Using C++ language exception handling we are able to trap for hardware exception such as SEGV / Access Violation. By doing this we should be able to prevent the server from crashing, and hopefully handle the situation gracefully.

User interface/Usability

In UNIX we have the ability to define special signal handlers for thread specific signals such as SIGSEGV, SIGFPE, SIGILL, SIGBUS. In Windows we can trap for many different exceptions such as ACCESS_VIOLATION, STACK_OVERFLOW, ARRAY_BOUNDS_EXCEEDED, DATATYPE_MISALIGNMENT, FLT_DENORMAL_OPERAN, FLT_DIVIDE_BY_ZERO, FLT_INEXACT_RESULT, FLT_INVALID_OPERATION, FLT_OVERFLOW, FLT_STACK_CHECK, FLT_UNDERFLOW, INT_DIVIDE_BY_ZERO, and INT_OVERFLOW. Using signal handlers on UNIX, and try-except blocks on WIndows we are able to trap any of these signals/exceptions.

However, the question we are now faced with is: Once we know that someone has done something VERY bad, what do we do about it?
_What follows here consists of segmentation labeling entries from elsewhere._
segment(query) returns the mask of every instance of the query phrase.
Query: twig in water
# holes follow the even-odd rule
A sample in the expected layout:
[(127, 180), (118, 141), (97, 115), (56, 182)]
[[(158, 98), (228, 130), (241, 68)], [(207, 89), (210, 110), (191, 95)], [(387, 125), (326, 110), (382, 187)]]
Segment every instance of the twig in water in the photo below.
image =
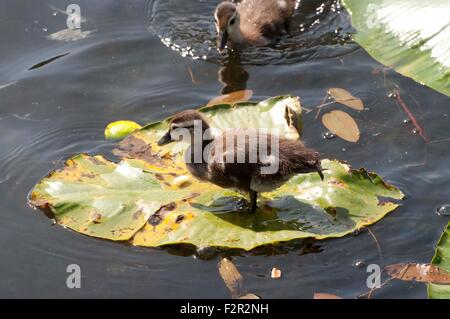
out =
[(331, 102), (325, 103), (327, 98), (328, 98), (328, 92), (327, 92), (327, 94), (325, 94), (325, 97), (323, 98), (322, 102), (319, 105), (316, 106), (316, 108), (318, 108), (317, 114), (316, 114), (316, 117), (315, 117), (316, 120), (319, 117), (319, 113), (322, 110), (322, 107), (336, 103), (336, 101), (331, 101)]
[(189, 76), (191, 77), (192, 84), (196, 85), (194, 73), (192, 72), (192, 69), (190, 66), (188, 66), (188, 73), (189, 73)]
[(406, 272), (408, 271), (408, 269), (409, 269), (410, 266), (411, 266), (411, 264), (407, 264), (407, 265), (405, 265), (404, 268), (402, 268), (402, 269), (399, 270), (398, 273), (401, 274), (401, 275), (400, 275), (400, 278), (396, 278), (396, 277), (392, 276), (391, 278), (389, 278), (388, 280), (386, 280), (385, 282), (383, 282), (383, 283), (380, 285), (380, 287), (374, 287), (374, 288), (371, 288), (368, 292), (366, 292), (366, 293), (364, 293), (364, 294), (361, 294), (361, 295), (357, 296), (356, 298), (357, 298), (357, 299), (360, 299), (360, 298), (362, 298), (362, 297), (364, 297), (364, 296), (367, 296), (367, 299), (370, 299), (370, 298), (372, 297), (373, 292), (374, 292), (376, 289), (380, 289), (380, 288), (386, 286), (388, 283), (390, 283), (390, 282), (391, 282), (392, 280), (394, 280), (394, 279), (400, 279), (400, 280), (403, 279), (403, 276), (406, 274)]
[(424, 130), (423, 130), (422, 126), (420, 126), (420, 124), (417, 121), (417, 119), (414, 117), (414, 115), (411, 113), (409, 108), (406, 106), (405, 102), (403, 101), (403, 99), (402, 99), (402, 97), (400, 95), (400, 90), (399, 90), (398, 86), (395, 87), (393, 93), (394, 93), (395, 99), (397, 100), (397, 103), (403, 108), (405, 113), (408, 115), (409, 119), (413, 123), (413, 125), (416, 128), (416, 130), (419, 133), (419, 135), (423, 138), (425, 143), (428, 143), (428, 139), (427, 139), (427, 137), (424, 134)]
[(378, 239), (370, 228), (367, 227), (367, 231), (369, 232), (370, 236), (372, 236), (373, 240), (375, 241), (375, 244), (377, 245), (378, 254), (380, 254), (381, 264), (383, 265), (383, 253), (381, 252), (381, 247), (380, 244), (378, 243)]

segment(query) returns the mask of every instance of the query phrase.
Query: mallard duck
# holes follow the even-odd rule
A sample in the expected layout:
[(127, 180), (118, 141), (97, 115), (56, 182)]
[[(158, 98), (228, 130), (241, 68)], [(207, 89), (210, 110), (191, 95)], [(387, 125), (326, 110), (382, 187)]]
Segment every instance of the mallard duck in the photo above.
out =
[(300, 140), (255, 129), (230, 129), (214, 137), (196, 110), (175, 114), (158, 145), (184, 138), (190, 139), (185, 154), (189, 172), (199, 180), (248, 192), (252, 213), (259, 192), (275, 190), (297, 174), (317, 172), (324, 178), (319, 153)]
[(218, 47), (268, 45), (287, 33), (298, 0), (243, 0), (237, 4), (224, 1), (214, 12)]

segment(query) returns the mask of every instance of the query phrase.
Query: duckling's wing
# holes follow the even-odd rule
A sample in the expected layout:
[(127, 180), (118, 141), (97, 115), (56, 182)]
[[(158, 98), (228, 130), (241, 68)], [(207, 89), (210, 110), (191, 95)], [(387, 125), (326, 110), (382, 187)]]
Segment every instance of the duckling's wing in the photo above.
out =
[(287, 32), (296, 0), (245, 0), (239, 4), (241, 33), (254, 44)]

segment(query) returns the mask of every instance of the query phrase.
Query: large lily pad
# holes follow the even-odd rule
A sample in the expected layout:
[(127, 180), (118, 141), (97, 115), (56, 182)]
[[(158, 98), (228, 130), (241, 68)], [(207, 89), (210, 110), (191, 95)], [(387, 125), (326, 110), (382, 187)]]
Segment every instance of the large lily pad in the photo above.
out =
[[(450, 223), (442, 233), (431, 263), (450, 273)], [(450, 285), (428, 284), (428, 297), (431, 299), (450, 299)]]
[[(301, 107), (294, 97), (201, 109), (216, 131), (262, 127), (298, 138)], [(243, 194), (199, 182), (183, 163), (186, 145), (159, 147), (168, 120), (123, 140), (115, 164), (79, 155), (44, 178), (31, 203), (49, 207), (58, 223), (78, 232), (134, 245), (193, 244), (245, 250), (296, 238), (340, 237), (370, 225), (398, 207), (403, 194), (373, 173), (324, 160), (318, 174), (294, 176), (261, 194), (254, 214), (239, 213)]]
[(381, 63), (450, 96), (450, 1), (344, 0), (356, 42)]

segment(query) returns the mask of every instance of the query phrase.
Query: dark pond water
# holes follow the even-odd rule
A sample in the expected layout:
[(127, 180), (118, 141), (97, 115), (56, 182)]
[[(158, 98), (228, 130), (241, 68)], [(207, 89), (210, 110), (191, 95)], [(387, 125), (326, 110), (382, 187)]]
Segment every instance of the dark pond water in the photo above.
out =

There are two kinds of signals/exceptions: recoverable, and non recoverable. Most signals/exceptions are classified as non recoverable since it can NOT be guaranteed that no damage was done to memory. The only signal/exception we can classify as recoverable is Stack Overflow. This is because the OS tells us that we have attempted to exceed the stack boundary, but nothing was done. In this case it is OK to unwind the stack and continue executing.
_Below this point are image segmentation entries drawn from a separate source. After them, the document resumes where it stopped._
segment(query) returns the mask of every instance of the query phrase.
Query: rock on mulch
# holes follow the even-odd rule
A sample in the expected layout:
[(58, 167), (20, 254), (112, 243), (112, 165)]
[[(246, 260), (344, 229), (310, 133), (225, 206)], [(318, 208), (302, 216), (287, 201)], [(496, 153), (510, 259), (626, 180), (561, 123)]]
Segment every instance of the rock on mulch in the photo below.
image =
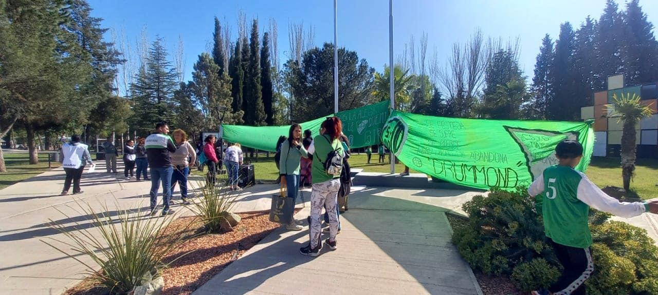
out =
[[(466, 226), (466, 220), (446, 214), (450, 226), (453, 229), (461, 228)], [(475, 278), (480, 284), (480, 288), (482, 289), (484, 295), (520, 295), (523, 292), (518, 290), (512, 284), (509, 277), (504, 276), (492, 277), (486, 275), (480, 272), (473, 272)]]
[[(257, 244), (279, 227), (269, 221), (269, 213), (238, 214), (241, 221), (233, 231), (222, 234), (196, 235), (197, 226), (189, 227), (195, 217), (179, 218), (166, 228), (168, 233), (195, 236), (184, 241), (168, 258), (174, 260), (170, 267), (163, 270), (164, 279), (163, 294), (190, 294), (210, 280), (231, 262)], [(189, 253), (188, 253), (189, 252)], [(93, 288), (91, 282), (84, 281), (67, 290), (66, 295), (99, 295), (108, 294), (103, 288)]]

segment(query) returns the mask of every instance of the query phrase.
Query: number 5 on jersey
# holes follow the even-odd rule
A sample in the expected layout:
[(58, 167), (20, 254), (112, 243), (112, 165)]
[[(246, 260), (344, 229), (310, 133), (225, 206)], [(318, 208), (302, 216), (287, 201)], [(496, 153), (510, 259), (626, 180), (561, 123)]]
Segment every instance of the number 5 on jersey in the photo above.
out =
[(556, 196), (557, 196), (557, 190), (555, 189), (555, 181), (557, 181), (557, 179), (555, 178), (548, 179), (548, 185), (547, 185), (547, 187), (548, 187), (548, 188), (550, 189), (551, 190), (546, 192), (546, 198), (553, 199), (555, 198)]

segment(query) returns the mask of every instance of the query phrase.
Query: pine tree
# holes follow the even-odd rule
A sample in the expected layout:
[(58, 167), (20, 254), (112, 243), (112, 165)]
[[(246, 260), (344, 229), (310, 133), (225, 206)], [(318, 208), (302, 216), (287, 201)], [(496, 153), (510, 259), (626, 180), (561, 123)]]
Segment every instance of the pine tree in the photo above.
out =
[(243, 88), (244, 85), (244, 71), (242, 69), (242, 54), (240, 50), (240, 40), (236, 41), (236, 49), (231, 55), (228, 65), (228, 74), (231, 78), (231, 97), (233, 101), (231, 107), (233, 112), (242, 110), (243, 100)]
[(596, 26), (595, 40), (599, 60), (595, 72), (599, 74), (595, 91), (607, 89), (607, 77), (624, 72), (620, 49), (623, 46), (623, 20), (614, 0), (607, 0), (605, 9)]
[(525, 78), (519, 67), (516, 54), (510, 49), (494, 54), (485, 73), (486, 88), (478, 114), (494, 119), (517, 119), (519, 108), (525, 102)]
[(219, 66), (219, 75), (223, 75), (226, 65), (224, 64), (224, 41), (222, 39), (222, 25), (217, 16), (215, 17), (215, 32), (213, 32), (213, 60)]
[[(231, 80), (228, 74), (220, 76), (219, 66), (215, 63), (210, 55), (204, 53), (199, 56), (199, 60), (194, 64), (194, 72), (190, 88), (198, 104), (201, 106), (207, 124), (210, 126), (219, 124), (219, 117), (216, 113), (218, 106), (229, 106), (231, 98)], [(241, 123), (243, 112), (227, 112), (224, 114), (223, 123), (234, 124)]]
[(267, 116), (265, 122), (269, 125), (274, 124), (272, 74), (270, 62), (270, 36), (266, 32), (263, 35), (263, 48), (261, 49), (261, 85), (263, 87), (263, 104)]
[(560, 25), (559, 39), (555, 41), (555, 55), (552, 70), (555, 99), (546, 106), (547, 118), (557, 120), (575, 120), (576, 110), (572, 95), (574, 82), (571, 73), (573, 62), (574, 34), (571, 24)]
[(245, 120), (247, 124), (255, 126), (265, 125), (266, 114), (263, 103), (263, 87), (261, 85), (260, 40), (258, 37), (258, 20), (253, 20), (251, 37), (249, 40), (249, 59), (246, 79), (247, 94), (245, 101)]
[(532, 90), (535, 98), (532, 104), (532, 110), (528, 116), (536, 119), (545, 119), (546, 108), (548, 104), (553, 103), (553, 75), (551, 66), (555, 53), (553, 49), (553, 40), (547, 34), (542, 39), (542, 47), (536, 58), (534, 77), (532, 78)]
[(146, 58), (146, 68), (140, 69), (136, 82), (131, 85), (131, 96), (136, 108), (136, 130), (143, 133), (153, 129), (159, 122), (171, 122), (174, 114), (174, 91), (176, 73), (167, 58), (166, 49), (159, 37), (152, 43)]
[(622, 58), (626, 83), (637, 85), (658, 80), (658, 42), (653, 36), (653, 24), (647, 20), (638, 0), (626, 3), (622, 18)]

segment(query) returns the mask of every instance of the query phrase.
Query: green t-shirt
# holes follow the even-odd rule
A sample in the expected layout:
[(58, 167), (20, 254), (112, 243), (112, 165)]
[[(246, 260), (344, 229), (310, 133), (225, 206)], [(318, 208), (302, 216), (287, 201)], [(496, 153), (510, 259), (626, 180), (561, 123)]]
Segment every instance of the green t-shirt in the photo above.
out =
[(592, 245), (588, 223), (590, 206), (578, 198), (582, 176), (570, 167), (553, 166), (546, 168), (544, 192), (537, 196), (541, 202), (546, 237), (555, 242), (576, 248)]
[(332, 150), (340, 149), (342, 152), (343, 150), (340, 141), (334, 139), (330, 145), (329, 141), (329, 137), (327, 135), (318, 135), (313, 138), (313, 147), (315, 151), (313, 152), (313, 162), (311, 166), (313, 183), (321, 183), (340, 177), (340, 175), (327, 174), (326, 171), (324, 171), (323, 163), (327, 161), (327, 154)]

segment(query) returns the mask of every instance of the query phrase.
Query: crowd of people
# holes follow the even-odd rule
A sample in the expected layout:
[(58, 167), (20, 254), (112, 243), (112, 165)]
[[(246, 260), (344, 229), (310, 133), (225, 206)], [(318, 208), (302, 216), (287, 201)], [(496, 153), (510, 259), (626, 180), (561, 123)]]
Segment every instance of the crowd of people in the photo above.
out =
[[(188, 179), (190, 168), (198, 166), (200, 170), (208, 168), (207, 181), (213, 185), (216, 183), (218, 170), (223, 164), (228, 173), (228, 189), (241, 191), (238, 185), (238, 171), (243, 164), (243, 156), (239, 143), (229, 144), (223, 152), (223, 159), (220, 159), (222, 146), (217, 145), (215, 135), (208, 135), (205, 144), (195, 148), (190, 143), (187, 133), (180, 129), (174, 130), (173, 138), (169, 136), (169, 126), (164, 123), (155, 125), (155, 131), (146, 137), (128, 140), (123, 147), (124, 177), (126, 180), (138, 181), (150, 181), (149, 190), (151, 215), (157, 214), (157, 195), (160, 186), (163, 187), (163, 209), (162, 215), (174, 213), (170, 208), (173, 204), (172, 198), (176, 185), (180, 191), (180, 199), (183, 204), (190, 204)], [(107, 172), (116, 173), (116, 158), (118, 149), (112, 137), (103, 143)], [(63, 166), (66, 175), (61, 194), (66, 194), (73, 185), (73, 193), (80, 194), (80, 179), (85, 167), (93, 166), (89, 147), (80, 143), (79, 135), (72, 135), (68, 143), (63, 143), (61, 150)], [(136, 167), (136, 171), (135, 168)]]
Therefore, we will do two things:

  1. Catch and handle recoverable signals/exceptions, for now only stack overflow. This means that once we detect this signal/exception we will use our current error handling mechanism to inform the client of the situation. This of course includes terminating the request.
  2. Catch, log, and do NOT handle all signals/exceptions in user code. This means that we will be able to use the InterBase logging mechanism to state that user function name X has cause a critical error in the server, and therefore the server has died.
  3. Catch, log, and do NOT handle all other signals/exceptions. This means that once we detect these signals/exceptions, presumably in our code, we will use the InterBase logging mechanism to state that this happened, but we will not do anything about it, thus allowing the OS to handle it in the usual manner (i.e. Access Violation, core drop, etc.) The information provided here will not be very useful for debugging, or resolving the problem. However, this must be the case since the only way to give useful information about the problem is to give out symbols along with our server. This is of course unacceptable.
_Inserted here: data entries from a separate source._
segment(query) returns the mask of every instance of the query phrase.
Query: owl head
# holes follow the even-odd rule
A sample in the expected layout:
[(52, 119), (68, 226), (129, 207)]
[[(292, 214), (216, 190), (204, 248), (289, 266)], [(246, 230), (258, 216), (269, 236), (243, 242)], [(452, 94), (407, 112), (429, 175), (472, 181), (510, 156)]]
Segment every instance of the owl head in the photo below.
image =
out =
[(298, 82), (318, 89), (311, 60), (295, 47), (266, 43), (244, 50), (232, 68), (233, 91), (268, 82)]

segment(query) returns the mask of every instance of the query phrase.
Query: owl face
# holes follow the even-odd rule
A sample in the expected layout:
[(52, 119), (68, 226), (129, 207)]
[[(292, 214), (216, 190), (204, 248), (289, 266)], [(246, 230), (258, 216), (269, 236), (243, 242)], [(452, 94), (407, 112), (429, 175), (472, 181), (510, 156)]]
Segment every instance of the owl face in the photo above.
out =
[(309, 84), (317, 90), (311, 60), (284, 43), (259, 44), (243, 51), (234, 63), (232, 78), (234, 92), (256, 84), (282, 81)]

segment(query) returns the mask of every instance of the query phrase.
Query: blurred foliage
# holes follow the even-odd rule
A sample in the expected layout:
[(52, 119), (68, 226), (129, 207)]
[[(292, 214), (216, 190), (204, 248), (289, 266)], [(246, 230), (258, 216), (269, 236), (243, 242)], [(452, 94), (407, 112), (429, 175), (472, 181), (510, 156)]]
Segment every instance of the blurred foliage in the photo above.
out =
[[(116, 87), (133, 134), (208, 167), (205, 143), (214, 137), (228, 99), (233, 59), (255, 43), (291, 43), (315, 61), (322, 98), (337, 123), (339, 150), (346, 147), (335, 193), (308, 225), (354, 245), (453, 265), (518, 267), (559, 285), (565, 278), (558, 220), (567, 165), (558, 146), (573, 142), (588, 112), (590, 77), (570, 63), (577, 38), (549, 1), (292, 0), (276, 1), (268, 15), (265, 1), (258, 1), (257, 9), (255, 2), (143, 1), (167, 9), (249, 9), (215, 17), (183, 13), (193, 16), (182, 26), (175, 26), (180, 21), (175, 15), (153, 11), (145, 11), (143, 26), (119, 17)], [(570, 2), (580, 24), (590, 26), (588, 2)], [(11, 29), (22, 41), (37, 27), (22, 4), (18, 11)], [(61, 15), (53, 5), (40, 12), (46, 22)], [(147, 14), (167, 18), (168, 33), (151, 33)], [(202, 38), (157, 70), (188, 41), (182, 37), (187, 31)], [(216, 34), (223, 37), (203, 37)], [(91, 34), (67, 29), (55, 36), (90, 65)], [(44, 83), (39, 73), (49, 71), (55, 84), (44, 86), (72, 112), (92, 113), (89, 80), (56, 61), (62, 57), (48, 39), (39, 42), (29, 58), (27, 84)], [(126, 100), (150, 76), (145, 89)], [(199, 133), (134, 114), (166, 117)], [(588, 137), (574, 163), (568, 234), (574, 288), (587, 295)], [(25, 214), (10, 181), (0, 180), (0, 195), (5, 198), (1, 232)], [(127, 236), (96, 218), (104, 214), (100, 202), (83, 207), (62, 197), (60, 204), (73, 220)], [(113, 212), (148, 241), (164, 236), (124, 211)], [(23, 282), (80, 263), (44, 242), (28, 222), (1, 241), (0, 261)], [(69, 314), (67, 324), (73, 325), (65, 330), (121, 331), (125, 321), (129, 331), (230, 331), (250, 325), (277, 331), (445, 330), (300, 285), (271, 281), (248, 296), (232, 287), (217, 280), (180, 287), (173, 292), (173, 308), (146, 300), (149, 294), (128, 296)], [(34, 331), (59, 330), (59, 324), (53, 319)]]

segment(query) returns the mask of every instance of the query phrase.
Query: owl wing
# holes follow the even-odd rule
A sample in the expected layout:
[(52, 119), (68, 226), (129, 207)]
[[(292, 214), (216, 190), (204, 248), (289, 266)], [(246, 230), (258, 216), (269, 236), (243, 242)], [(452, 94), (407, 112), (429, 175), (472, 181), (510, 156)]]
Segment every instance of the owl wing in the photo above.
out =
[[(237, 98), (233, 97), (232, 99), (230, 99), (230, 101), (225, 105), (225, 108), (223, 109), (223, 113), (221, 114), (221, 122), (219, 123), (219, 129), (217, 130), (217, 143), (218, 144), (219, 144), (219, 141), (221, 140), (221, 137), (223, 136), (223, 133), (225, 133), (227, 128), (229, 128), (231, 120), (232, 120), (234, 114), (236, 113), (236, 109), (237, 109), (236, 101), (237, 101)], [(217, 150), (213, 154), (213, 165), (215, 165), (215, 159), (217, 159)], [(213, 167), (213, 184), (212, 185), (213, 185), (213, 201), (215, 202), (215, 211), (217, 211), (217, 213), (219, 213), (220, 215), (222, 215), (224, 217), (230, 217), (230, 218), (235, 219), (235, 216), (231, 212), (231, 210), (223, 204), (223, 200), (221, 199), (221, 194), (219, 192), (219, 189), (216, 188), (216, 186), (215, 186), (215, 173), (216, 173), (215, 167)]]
Requirements and Constraints

One requirement is that we remove the arbitrary limitation of 750 as the maximum number of recursions of a stored procedure. This will allow us to trap the stack overflow, and stop the recursion at that time, rather then at the arbitrary point of 750.

The constraint for this feature is that the server will still crash. We are not implementing this to prevent crashes, except for the stack overflow case. This only allows us to point out to the user that they caused the crash, if indeed that is the case. This behaviors may not be considered too friendly by most users, however as discussed above this is the ONLY thing we can do safely.

Migration issues

In previous versions of the product, we stopped recursions of stored procedures after 750 calls, now will be able to continue until we actually run out of stack. The actual limit may now be higher or lower, depending on how much stack each call takes up. This is a much more realistic approach to the problem, but users will have to be informed of this change.

As far as user code is concerned, this marks the third change to their behavior since InterBase V5.0. In InterBase V5.0, and earlier, if there was a signal/exception in user code we would crash. In InterBase V5.5, we added the necessary signal/exception handling to trap this situation, report it to the user, and continue executing. This looks very good to users, but it was determined that it was too risky to continue executing without knowing the extent of the damage done by the signal/exception. Therefore, we are now proposing to trap the signal/exception, log it to our log file, and abort execution of the server. This is not as well behaved as InterBase V5.5, but it is the safest approach.